The Lingering Power of One Scary Moment

A few days ago, I found my 7-year-old son reluctant to go and brush his teeth in the evening. In that sense there was nothing new. I have to admit that the morning and evening rituals are not his favorites. But something was different this time. He was staring into the dim stairwell, clearly hesitant to walk up it.

This wasn’t like him. He’s always been the adventurous, “I’ll do it myself” type. But lately, he’s been avoiding dark rooms, even during the day.

It took some gentle questioning, but eventually he opened up: while chillaxing with his 17-year-old brother, he had seen a scary video, just a short clip that triggered something deep and that one moment had left a mark. Even days later, he couldn’t shake the fear.

Invisible Scars, Visible Behaviors

What struck me wasn’t just his fear; it was how familiar it felt. Because I’ve seen the same thing at work and felt it myself when growing up . Employees who hesitate to speak up in meetings. Talented people who avoid taking the lead on new projects. Colleagues who shut down at the first sign of conflict.

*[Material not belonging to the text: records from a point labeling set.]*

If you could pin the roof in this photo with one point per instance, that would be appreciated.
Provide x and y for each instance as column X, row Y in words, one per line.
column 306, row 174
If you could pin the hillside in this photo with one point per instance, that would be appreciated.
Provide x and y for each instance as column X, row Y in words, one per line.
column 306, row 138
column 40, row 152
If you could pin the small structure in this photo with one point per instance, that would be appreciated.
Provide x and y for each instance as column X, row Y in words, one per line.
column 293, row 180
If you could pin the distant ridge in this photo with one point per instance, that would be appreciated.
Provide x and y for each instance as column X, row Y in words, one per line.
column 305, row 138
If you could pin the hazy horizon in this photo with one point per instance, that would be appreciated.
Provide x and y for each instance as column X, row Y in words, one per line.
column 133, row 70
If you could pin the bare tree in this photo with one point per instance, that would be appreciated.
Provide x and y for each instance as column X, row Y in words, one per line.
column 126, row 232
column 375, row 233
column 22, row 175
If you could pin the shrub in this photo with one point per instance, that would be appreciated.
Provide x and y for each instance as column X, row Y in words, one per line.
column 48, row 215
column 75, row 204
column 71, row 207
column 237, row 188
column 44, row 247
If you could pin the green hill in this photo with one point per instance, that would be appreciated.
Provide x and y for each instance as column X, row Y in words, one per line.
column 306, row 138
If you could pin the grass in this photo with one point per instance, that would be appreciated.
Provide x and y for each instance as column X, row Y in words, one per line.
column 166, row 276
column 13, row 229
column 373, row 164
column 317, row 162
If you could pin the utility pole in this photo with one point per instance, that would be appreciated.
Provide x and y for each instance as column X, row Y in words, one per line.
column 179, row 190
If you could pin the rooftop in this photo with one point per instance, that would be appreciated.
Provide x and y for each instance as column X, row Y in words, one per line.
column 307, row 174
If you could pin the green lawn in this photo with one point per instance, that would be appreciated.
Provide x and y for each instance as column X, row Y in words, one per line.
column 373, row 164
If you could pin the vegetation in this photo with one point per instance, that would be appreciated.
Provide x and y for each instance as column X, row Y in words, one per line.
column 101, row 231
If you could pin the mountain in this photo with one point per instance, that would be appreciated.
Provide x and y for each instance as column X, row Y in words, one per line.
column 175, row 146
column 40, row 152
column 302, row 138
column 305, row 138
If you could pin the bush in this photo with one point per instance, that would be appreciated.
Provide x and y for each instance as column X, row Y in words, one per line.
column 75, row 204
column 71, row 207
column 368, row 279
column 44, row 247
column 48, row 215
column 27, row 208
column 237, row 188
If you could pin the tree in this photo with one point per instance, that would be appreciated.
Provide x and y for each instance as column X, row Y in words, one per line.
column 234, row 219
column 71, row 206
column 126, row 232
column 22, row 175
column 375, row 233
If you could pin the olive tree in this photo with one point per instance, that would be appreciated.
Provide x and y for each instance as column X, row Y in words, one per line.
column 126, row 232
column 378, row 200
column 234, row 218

Not because they’re not capable. But because something happened, somewhere along the way, once. A boss publicly criticized them in front of a team. An idea they shared got shut down harshly. A risk they took ended in blame, not support. That moment, just like the one my son saw in the video, might have passed in minutes. But the impact? It lingers.

You Never Know the Whole Story

Here’s the truth that every leader needs to internalize: you will never fully know the weight people carry. You might see a missed deadline, a flat tone in a call, or someone holding back in a discussion. Then you assume it’s laziness or lack of engagement. But what if it’s not?

What if they’re navigating something at home? What if they’re still recovering from a professional trauma you’ll never hear about? What if your “priority project” is, in their world, priority number five?

As leaders, we have to stop assuming that the work we assign is the center of someone’s universe. It isn’t. And it shouldn’t be. People have full, complicated lives. Kids who are scared. Parents who are aging. Health concerns. Emotional burdens. Quiet fears. The workplace is just one part of their reality, and if we want them to thrive in it, we have to lead with that awareness.

Being Psychologically Safe Isn’t Just a Buzzword

Leaders love to talk about motivation, ownership, and initiative. But the truth is: people don’t lean in when they don’t feel safe. And safety isn’t about comfort, it’s about trusting that you won’t be hurt for trying.

We can’t always see what’s holding someone back. Just like I couldn’t see what had changed in my son until I asked, listened, and made room for the conversation. At work, we often assume silence means agreement or disinterest. It might just mean fear.

As Leaders, We Set the Tone

We can’t undo every scary moment our team members have lived through. But we can:

  • Create spaces where people feel heard, not judged.
  • Normalize mistakes as part of growth.
  • Praise courage, not just success.
  • Ask why someone seems withdrawn before assuming they’re disengaged.

Because fear doesn’t age out. It just wears a different face.

The Dark Room Test

If you’re wondering whether fear is affecting your team, look for the “dark rooms” they’re avoiding. The projects no one volunteers for. The ideas that never get voiced. The feedback that doesn’t come. Then ask yourself: what video — what moment — might be playing in their heads?

Leading Through Fear with Empathy

My son is slowly reclaiming his confidence. With reassurance, light, and a little company, he’s started tiptoeing into those dark rooms again. As leaders, we have the chance to do the same for our people. Not by eliminating all fear, but by leading with empathy, remembering we don’t know the full story, and never assuming our agenda is their whole world.

Sometimes, the best thing we can give is not a solution, but our presence, our patience, and our willingness to understand.